En réalité, le spectateur se place davantage du côté d’un autre personnage, lui aussi fantomatique, lui aussi seul et quasiment muet : une jeune femme blonde tout à fait lambda, que Tati semble avoir prise pour témoin. Le spectateur est un peu comme cette jeune femme, perchée sur son balcon, observant tout ce petit monde s’activer dans tous les sens. D’un côté, Hulot fait sa vie comme s’il était seul au monde, créant un contraste forcément grotesque avec la superficialité et les mœurs de la classe sociale dans laquelle il évolue ; de l’autre, le jeune femme qui écoute, regarde, sourit, et profite de ses vacances comme tout le monde, avec toutefois un certain recul.

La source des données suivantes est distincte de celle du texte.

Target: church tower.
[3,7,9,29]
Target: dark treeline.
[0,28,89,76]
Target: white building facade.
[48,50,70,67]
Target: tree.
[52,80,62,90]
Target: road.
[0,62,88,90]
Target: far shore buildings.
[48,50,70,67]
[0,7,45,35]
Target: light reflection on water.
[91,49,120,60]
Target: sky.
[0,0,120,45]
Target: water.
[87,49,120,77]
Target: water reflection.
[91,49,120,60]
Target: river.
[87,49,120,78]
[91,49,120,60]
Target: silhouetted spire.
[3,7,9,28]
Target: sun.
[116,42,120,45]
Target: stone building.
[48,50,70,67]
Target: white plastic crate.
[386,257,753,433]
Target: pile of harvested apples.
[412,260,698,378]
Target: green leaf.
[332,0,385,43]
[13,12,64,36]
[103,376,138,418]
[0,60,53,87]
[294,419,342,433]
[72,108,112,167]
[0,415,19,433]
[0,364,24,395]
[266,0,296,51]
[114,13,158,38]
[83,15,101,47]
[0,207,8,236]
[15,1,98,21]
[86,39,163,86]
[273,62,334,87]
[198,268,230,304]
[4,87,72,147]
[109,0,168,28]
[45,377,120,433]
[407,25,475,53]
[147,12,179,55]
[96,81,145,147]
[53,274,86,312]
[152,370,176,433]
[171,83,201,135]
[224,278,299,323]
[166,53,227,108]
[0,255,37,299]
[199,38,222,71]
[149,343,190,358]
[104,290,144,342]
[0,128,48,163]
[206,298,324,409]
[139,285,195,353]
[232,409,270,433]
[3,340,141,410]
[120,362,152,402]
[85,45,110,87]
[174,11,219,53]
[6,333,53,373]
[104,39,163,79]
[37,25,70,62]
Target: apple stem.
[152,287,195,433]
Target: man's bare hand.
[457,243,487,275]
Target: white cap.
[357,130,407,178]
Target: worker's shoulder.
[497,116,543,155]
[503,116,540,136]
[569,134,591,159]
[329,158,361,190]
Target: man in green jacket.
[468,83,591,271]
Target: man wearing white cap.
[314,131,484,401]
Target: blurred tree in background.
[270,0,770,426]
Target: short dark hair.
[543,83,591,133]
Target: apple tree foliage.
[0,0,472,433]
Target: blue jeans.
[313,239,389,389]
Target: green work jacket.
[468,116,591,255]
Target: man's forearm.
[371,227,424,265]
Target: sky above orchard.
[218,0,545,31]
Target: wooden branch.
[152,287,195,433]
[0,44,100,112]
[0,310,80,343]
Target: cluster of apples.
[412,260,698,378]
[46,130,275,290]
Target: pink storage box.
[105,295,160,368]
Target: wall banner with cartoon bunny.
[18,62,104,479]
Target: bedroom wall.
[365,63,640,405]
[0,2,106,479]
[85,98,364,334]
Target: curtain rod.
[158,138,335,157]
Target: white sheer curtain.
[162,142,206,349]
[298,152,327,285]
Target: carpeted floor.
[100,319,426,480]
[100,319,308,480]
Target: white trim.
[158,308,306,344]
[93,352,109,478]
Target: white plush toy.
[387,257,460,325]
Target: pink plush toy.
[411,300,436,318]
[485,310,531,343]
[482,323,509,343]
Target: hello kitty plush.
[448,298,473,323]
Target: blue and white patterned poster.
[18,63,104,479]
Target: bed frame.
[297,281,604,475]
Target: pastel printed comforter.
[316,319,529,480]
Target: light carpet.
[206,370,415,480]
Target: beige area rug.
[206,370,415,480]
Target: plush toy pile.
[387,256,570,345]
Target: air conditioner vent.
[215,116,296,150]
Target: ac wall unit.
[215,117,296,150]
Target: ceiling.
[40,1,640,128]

Le film continue ainsi pendant près d’une heure et demie, avant que le séjour ne touche à sa fin. D’abord, l’ennui commence à poindre parmi les vacanciers, alors même qu’il semble y avoir un millier de choses à faire. Heureusement, le bal déguisé de fin de séjour arrive vite, point final de ces vacances bien reposantes. Puis l’heure du départ : il faut ranger ses affaires, rembarquer en voiture, promettre à ses nouveaux amis de se revoir bientôt, en sachant très bien que cela n’arrivera jamais. Et laisser un grand vide sur ces plages désormais désertées et désertiques, dans ce restaurant sans vie où l’on rempile les chaises et retire les nappes. Seul M. Hulot est encore là, tel un mauvais élève resté dans la cour de l’école pour mettre en œuvre son ultime bêtise, son ultime gag, donnant lieu à une scène tout bonnement magnifique. Et de repartir à son tour, l’épuisette calée sur le côté de la portière, et le pot d’échappement toussant une nouvelle fois sa fumée.